Vija Celmins’ work is best when you are caught by surprise—don’t read the manifest, just board the ship. Sublime encounters open quiet pathways to deep consideration of the now-octagenarian artist, her times and her legacy.

Celmins’ exhibition at Matthew Marks Gallery is steeped in matters of gravity in 40 years of her later works. Notably absent is her brief fascination with the age of televised war. Frank Sirmans’ writing (Vija Celmins: Television and Disaster, 1964–1966 [Yale, 2011]) should be called upon just for background—white noise—if only to remind us how Celmins has long considered art’s ability to fix death’s image.

Born in 1938 in Riga, Latvia, Celmins’ life has been circumscribed by war. Occupied by the Soviet Union until 1991, Latvia was an eastern outpost of the Nazi concentration camp system, a site of horrific executions by Einsatzgruppen death squads who left tens of thousands of Jews, Communists, and other “undesireables” in mass graves, yet the mention of Jews killed was forbidden by Soviet authorities. How can Celmins’ work be read against “suppression”? Many won’t know that Celmins was invited to create a work for the Hall of Witness at the United States Holocaust Memorial Museum; though not ultimately selected, her work, like that of Christian Boltanski, has a relationship to Holocaust memorials and, I posit, Riga’s adjacent Bikerniecki Forest, where a constellation of broken pillars memorialize the disappeared.

Vija Celmins, Two Stones, (1977/2014-16), © Vija Celmins, Courtesy Matthew Marks Gallery.

Celmins’ large canvases picture layers of deep space. Using thinly gesso-embedded stars, she pushes the comfort of a flat “readable” surface. These Hubble-like “windows” as in Night Sky #24 (2016), present galaxies so old they may be gone entirely. But our relationship to time obscures this from us. What do we learn from the errant paint-glop/star that wanders around the edge of the canvas? Looking at Celmins’ magnificent Blackboard Tableau (2007–15) installations of twinned chalkboards—one found and one fabricated—we find other indexical, extra-dimensional details like the gum of duct tape removed, copper nails buried with past force, scratches that mars the finish. The human hand wrote its sign, and it betrayed its violence. Lingering at the edge of the boards is the chalk’s ashen semi-solid state, somewhere between permanence and trace, memory and matter, the sign and its disappearance. “Little object a.”

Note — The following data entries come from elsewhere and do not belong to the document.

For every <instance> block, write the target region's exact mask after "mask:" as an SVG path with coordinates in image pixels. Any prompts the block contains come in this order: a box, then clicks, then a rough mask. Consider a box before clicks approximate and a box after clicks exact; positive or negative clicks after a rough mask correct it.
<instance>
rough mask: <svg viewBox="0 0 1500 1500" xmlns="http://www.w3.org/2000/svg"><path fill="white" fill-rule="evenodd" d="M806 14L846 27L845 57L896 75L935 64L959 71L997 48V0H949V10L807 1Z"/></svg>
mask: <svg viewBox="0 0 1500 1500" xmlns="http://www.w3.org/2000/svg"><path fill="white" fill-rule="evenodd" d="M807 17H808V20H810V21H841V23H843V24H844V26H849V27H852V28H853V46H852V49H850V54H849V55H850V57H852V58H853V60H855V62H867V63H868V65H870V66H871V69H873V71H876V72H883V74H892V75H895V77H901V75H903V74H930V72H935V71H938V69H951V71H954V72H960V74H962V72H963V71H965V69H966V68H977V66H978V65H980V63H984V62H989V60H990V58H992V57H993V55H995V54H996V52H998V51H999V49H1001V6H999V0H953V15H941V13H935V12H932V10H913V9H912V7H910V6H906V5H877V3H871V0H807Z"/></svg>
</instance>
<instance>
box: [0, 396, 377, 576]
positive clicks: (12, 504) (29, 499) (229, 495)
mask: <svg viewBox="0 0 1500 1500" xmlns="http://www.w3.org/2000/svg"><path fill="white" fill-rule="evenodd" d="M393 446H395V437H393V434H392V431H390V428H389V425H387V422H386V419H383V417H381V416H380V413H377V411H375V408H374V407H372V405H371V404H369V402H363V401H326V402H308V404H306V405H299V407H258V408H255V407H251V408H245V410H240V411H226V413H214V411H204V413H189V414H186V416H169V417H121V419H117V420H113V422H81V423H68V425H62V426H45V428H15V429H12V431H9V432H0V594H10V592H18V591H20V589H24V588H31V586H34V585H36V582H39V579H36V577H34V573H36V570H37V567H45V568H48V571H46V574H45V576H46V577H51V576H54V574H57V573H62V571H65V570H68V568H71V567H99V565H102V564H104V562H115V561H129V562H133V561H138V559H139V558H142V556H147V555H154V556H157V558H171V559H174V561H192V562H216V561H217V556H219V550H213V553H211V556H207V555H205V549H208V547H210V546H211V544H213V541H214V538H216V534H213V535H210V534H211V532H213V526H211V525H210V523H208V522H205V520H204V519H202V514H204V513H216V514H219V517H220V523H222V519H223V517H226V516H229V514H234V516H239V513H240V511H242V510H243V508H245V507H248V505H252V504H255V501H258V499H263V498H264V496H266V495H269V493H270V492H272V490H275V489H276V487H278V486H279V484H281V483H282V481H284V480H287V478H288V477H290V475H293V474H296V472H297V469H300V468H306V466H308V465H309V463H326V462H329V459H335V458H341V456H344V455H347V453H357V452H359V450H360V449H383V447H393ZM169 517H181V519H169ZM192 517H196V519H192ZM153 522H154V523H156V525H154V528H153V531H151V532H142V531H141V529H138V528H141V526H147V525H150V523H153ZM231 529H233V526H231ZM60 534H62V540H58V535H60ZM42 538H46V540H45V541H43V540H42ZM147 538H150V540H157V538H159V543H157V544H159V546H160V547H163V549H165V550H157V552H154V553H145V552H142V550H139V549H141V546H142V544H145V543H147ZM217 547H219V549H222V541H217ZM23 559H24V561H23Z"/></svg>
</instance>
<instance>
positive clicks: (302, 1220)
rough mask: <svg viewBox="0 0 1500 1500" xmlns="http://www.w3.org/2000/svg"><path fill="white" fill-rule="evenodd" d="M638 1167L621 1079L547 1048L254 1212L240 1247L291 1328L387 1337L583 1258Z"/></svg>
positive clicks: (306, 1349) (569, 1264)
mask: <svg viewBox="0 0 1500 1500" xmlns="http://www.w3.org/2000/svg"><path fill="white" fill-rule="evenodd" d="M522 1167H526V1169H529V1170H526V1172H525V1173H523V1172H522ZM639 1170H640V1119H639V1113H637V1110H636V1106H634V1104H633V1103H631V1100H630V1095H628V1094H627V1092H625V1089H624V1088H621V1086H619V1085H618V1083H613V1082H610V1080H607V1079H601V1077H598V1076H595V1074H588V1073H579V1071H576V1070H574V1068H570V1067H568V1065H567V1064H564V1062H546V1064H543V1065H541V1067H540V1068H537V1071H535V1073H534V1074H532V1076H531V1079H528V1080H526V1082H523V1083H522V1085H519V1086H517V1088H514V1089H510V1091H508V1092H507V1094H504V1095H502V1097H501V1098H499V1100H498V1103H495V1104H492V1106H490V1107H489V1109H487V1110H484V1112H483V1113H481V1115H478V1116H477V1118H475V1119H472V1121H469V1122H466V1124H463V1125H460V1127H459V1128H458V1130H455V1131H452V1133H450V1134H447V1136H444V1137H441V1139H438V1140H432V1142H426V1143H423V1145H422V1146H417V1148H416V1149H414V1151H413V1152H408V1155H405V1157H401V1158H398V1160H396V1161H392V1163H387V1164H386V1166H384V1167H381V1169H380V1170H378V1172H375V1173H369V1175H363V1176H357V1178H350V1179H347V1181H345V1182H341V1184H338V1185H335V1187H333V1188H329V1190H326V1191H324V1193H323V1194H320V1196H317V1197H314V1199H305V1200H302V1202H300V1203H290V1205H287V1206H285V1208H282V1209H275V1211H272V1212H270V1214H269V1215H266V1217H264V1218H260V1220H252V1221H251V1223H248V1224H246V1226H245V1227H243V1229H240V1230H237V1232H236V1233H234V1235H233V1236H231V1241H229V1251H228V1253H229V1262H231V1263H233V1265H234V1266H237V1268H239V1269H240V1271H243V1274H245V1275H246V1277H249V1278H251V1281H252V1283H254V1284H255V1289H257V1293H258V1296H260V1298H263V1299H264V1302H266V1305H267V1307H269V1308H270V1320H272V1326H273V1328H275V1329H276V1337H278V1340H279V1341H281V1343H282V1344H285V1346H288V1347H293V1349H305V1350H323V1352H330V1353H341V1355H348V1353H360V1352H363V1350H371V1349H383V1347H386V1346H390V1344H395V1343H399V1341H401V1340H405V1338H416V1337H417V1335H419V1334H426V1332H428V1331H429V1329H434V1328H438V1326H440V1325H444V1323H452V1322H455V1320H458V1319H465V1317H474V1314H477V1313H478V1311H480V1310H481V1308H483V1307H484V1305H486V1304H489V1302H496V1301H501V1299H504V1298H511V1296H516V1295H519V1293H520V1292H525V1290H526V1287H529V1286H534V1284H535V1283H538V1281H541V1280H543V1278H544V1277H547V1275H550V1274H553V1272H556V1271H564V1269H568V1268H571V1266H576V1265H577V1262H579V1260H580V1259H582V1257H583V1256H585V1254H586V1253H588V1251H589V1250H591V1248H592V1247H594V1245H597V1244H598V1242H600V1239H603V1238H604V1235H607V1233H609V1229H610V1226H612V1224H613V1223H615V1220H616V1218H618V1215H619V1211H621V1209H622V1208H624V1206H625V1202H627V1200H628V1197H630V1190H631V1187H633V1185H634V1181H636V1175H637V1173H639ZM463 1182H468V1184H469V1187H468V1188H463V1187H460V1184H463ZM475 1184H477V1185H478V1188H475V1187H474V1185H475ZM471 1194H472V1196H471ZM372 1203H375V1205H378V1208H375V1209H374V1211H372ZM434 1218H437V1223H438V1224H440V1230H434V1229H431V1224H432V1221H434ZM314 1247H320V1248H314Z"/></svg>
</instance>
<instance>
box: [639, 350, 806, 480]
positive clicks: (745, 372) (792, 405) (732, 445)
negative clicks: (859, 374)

The rhyme between the paintings and the blank slate of the tableau questions the impulse of energy required to start the language/universe over again. What would be different? What would be copied? What is inevitable?

The standout of the show is Two Stones (1977/2014–16), each palm-size and of a mass comfortable for a paperweight and place roughly 90 degrees to each other, where two hands seemingly just set them. The “real” pinkish granite echoes the stars with its white and black flecks, while the other, its twin made of bronze and painted, suggests only weight is the difference. But it’s impossible to know which is the mirror. It’s not just an inside joke or reprise of art’s nature/culture theme. The stones ask about the nature of time in reference to human flesh and ambitions, and suggest how possible it is to free energy with the sound of the two being struck together. Which will survive? The stone, or the artist’s great clap in an otherwise astonishingly silent oeuvre?